The Hijab Is Still A Hate Symbol

August 15, 2012. A gun wielding man named Floyd Lee Corkins attacks the offices of the homophobic Christian group Family Research Council (FRC) in Washington, DC, intending to kill "as many people as possible", yet is stopped from killing anyone by a man who gets seriously injured in the process. Even though he later pleads guilty and is now serving a long prison sentence, in the opinion of FRC chair Tony Perkins, he is not the only one responsible for the attack.

The Family Research Council shooter, who pleaded guilty today to a terrorism charge, picked his target off a "hate map" on the website of the ultra-liberal Southern Poverty Law Center which is upset with the conservative group's opposition to gay rights. Family Research Council President Tony Perkins said that the Southern Poverty Law Center should take responsibility for the shooting and take down their hate map. "The day after Floyd Corkins came into the FRC headquarter and opened fire wounding one of our team members, I stated that while Corkins was responsible for the shooting, he had been given a license to perpetrate this act of violence by groups like the Southern Poverty Law Center which has systematically and recklessly labeled every organization with which they disagree as a 'hate group,'" he said. "Once again, I call on the SPLC to put an immediate stop to its practice of labeling organizations that oppose their promotion of homosexuality," said Perkins, adding, "Whether the SPLC continues to demonize those who hold to biblical morality or not, the Family Research Council will remain unequivocally committed to our mission of advancing faith, family and freedom."
Should the SPLC stop labeling the homophobes as haters, as Perkins demands?

While the FRC shooting is an unfortunate incident no sane person would hesitate to condemn, the reasoning behind the naming of FRC as a hate group remains unchanged. The FRC has made the crusade against equality for gays the very reason for its existence. And hence for anyone who believes in dignity and equal treatment before the law for gay people, FRC remains a hate group. Whether a crazy man takes the law into his own hands and goes violent or not is beside the point.

Which brings us to the debate raging today over the sad incident in Chapel Hill, where three people were gunned down.

At the time of this writing, the motive for the crimes remains unproven. The suspect's wife maintains that the dispute was over a parking space (which, as Hemant Mehta points out, is neither far fetched no unprecedented). The vicitms' family, on the other hand, maintain what happened was a hate crime, motivated but the victims' faith. Assuming the latter to be the case, then, how would the culprit know what faith his victims practiced?

Through how they dressed, of course.

As I have written before, I believe many of traditional Islamic practices reflect a cultist mindset. The outcome of dress codes and public worship rituals is, from the perspective of anyone who doesn't share Islam's supposedly divine ideology, simply to set Muslims apart from non-Muslims.
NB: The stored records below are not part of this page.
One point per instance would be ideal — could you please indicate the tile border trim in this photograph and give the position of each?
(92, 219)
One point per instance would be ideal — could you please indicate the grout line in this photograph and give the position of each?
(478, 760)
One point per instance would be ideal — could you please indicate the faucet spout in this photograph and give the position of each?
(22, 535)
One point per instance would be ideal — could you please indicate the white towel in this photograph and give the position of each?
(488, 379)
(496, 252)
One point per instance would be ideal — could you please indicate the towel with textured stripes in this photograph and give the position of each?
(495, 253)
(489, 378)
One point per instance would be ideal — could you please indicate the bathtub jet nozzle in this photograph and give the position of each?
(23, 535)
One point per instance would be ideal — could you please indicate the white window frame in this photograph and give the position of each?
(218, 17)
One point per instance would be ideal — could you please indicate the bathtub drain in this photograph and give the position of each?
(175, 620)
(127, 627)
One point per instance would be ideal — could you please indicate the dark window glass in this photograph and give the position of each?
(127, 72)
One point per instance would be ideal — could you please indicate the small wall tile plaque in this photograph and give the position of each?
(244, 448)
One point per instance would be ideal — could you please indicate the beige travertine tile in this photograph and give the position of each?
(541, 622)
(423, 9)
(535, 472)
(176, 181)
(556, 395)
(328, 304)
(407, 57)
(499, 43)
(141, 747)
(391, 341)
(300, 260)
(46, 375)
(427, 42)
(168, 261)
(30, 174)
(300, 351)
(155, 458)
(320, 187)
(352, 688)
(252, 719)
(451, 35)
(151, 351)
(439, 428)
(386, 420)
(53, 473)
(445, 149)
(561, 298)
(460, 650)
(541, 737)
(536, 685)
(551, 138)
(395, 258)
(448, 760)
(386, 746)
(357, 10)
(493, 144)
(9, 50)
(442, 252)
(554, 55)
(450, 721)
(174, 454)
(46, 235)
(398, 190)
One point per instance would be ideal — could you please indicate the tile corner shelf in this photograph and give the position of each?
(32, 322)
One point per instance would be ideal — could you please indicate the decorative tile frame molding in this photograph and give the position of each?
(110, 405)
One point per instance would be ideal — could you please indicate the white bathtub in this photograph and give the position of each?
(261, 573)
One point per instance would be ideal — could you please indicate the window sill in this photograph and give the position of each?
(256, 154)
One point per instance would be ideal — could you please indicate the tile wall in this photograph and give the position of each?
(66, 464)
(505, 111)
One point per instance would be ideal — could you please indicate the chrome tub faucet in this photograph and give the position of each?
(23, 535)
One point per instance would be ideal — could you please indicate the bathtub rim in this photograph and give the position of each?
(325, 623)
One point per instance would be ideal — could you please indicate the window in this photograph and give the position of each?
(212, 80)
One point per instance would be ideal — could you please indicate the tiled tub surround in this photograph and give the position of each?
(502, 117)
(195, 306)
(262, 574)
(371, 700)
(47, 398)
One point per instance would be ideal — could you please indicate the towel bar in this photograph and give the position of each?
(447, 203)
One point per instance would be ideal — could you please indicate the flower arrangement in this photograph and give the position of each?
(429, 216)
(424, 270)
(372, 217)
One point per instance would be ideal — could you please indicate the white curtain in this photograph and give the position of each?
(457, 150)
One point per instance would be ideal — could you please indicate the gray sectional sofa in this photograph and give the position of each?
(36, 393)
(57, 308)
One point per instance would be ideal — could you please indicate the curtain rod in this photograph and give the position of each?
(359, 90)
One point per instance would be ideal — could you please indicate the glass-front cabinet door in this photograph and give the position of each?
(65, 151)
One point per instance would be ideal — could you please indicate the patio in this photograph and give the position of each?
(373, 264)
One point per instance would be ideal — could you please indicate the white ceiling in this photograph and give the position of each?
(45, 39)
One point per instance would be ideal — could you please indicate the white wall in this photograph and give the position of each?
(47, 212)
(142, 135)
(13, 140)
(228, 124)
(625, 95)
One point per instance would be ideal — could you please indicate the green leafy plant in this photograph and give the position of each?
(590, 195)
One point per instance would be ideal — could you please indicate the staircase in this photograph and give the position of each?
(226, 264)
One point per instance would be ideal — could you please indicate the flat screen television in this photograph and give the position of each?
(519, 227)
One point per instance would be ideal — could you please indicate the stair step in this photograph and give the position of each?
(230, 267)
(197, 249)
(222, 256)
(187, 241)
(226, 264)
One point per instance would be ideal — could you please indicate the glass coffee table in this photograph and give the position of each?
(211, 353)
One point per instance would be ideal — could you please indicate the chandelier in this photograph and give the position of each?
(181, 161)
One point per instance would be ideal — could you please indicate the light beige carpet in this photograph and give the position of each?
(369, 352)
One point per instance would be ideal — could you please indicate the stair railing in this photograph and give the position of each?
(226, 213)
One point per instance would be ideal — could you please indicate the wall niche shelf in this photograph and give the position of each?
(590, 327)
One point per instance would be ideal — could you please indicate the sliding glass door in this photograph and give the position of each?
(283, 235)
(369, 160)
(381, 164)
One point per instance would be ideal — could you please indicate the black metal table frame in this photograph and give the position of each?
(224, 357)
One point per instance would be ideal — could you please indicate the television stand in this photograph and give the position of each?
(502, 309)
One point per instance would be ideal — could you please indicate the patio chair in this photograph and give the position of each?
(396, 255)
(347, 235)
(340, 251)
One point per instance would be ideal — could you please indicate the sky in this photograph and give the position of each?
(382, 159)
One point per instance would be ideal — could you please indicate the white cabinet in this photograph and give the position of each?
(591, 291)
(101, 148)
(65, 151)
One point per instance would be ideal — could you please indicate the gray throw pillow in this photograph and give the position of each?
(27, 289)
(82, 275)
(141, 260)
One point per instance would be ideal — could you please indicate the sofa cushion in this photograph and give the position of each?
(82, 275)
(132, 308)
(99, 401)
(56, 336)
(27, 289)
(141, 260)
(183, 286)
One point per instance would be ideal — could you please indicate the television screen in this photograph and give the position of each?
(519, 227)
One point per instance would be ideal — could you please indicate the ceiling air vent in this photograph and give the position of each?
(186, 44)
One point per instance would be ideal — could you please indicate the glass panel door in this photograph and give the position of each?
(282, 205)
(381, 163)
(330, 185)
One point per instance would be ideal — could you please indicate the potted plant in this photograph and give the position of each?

And in a writing (of admittedly questionable authorship) attributed to the victims' father, he seems to be on board with the exact same goal.
Dr. Mohammed Abu Salha, who lost both of his daughters, gave his Islamic views on marriage in this controversial and revealing op-ed written for the 2008 issue of The Voice, a Muslim publication. “For girls, Hijab is a declaration of identity and demand for respect, and for both genders a Muslim group or ‘halaqa’ is shelter from deviance and a warm place for happiness and fun,” Abu Salha wrote. Dr. Abu Salha’s views on Islamic marriage are controversial especially given his role as a MD specializing in general psychiatry. [EMPHASIS ADDED]
So what kind of separateness (or "identity"-depending on semantics) is it that Salha is advocating? Despite his claim that the Hijab is a "demand for respect", the ideology behind the Hijab is not glorifying to women (or men, for that matter)-to say the least. The entire point of the Hijab practice is to "protect" men, who are so feeble they cannot see a woman's hair without being sexually aroused, from getting corrupted, leaving the responsibility for not corrupting them to women by covering up. Which is precisely why where it is enforced by the state, non-Hijabi women are likened to decaying food.

And speaking of where women's covering is enforced by the state (and they all "happen" to have Islamic Sharia as their ideology), why is that even necessary, if Salha is right? What state forces its citizens to "demand" respect?

Countless wearers of Hijab, of course, don't think about it this way-or rather, they don't think about it, period. They wear it as a matter of course, since they have been told their entire lives this is how "good girls" dress. But this doesn't change the fact that in much of the world, the wearing of Hijab is simply a pretext by Islamic theocracies to crack down on any and all forms of opposition, accusing anyone not toeing the line of being a threat to the faith. And those who wear it without being forced to are showing their highest disrespect to victims of such brutality, whether they realize it or not.

And hence the Hijab remains a symbol of hate, Chapel Hill shooting or no Chapel Hill shooting; just as FRC is a hate group, Corkins or no Corkins. And whether or not the motive for the crime was a parking spot or how the victims dressed won't change that, either.